Let $(M,g)$ be a Riemannian manifold embedded into $R^n$ with $g$ induced by the Euclidean distance of $R^n$ (i.e., this is an isometric embedding).
Suppose $x, y \in M$, and consider the Euclidean line segment $c(t) = (1-t)x + t y$ where $t$ is a scalar: $t \in [0..1]$. Now, define a curve $p(t) \in M$ by projecting $c(t)$ onto $M$. Thus: $p(t) = Proj_{M} (c(t)) = \arg\min_{p \in M} \|p - c(t)\|_2$.
I'm wondering if there is a relation between the geodesic on $M$ between $x$ and $y$ and the length of the curve $p(t)$ (which must lie on $M$ by definition).
Any simplifying assumptions such as $M$ being compact, without boundary and with a positive reach are OK in my context.

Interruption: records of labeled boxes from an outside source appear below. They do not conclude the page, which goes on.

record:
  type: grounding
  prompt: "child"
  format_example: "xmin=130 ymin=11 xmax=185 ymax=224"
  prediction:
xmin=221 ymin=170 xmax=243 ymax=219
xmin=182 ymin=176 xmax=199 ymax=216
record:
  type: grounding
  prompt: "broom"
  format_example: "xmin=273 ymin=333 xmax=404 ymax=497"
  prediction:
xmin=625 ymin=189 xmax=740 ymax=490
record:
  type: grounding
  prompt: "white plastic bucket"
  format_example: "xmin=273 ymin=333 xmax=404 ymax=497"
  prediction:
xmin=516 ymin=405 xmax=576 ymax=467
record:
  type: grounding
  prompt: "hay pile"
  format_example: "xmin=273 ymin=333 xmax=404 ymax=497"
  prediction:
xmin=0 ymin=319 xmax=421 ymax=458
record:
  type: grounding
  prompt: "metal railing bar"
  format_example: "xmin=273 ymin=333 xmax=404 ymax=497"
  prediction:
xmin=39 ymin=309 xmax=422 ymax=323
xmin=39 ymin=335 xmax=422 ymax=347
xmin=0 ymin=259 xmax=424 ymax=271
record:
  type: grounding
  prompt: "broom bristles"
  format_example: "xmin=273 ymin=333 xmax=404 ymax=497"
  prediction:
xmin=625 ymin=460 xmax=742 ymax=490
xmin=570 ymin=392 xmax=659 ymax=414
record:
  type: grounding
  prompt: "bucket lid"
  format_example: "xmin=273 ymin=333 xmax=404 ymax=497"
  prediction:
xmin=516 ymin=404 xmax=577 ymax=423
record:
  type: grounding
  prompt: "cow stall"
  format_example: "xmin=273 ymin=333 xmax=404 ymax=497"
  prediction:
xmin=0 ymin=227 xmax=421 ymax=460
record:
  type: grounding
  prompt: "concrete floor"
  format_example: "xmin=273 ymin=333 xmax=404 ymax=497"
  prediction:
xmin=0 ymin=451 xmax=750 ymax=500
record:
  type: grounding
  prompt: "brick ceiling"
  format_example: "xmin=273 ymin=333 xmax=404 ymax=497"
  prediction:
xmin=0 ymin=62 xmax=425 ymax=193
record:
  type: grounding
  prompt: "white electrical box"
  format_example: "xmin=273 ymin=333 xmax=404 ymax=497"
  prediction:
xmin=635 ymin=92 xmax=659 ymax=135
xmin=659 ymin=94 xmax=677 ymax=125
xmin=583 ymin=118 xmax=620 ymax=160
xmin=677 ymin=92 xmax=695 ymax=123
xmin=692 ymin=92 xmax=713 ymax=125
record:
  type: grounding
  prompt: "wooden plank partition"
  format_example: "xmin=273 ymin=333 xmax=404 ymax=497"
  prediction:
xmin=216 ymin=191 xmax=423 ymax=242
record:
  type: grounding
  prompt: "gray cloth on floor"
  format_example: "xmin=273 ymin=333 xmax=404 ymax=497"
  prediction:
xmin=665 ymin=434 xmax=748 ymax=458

For example, if $M$ is a sphere, then it seems that $p(t)$ will trace the geodesic between $x$ and $y$, unless they are on the poles. Is there a characterization of this situation? Is this true locally (e.g., for $y$ in the neighborhood of $x$)? To me, it seems that $p(t)$ must provide a better estimate of the geodesic, but I cannot find relevant results. Thank you.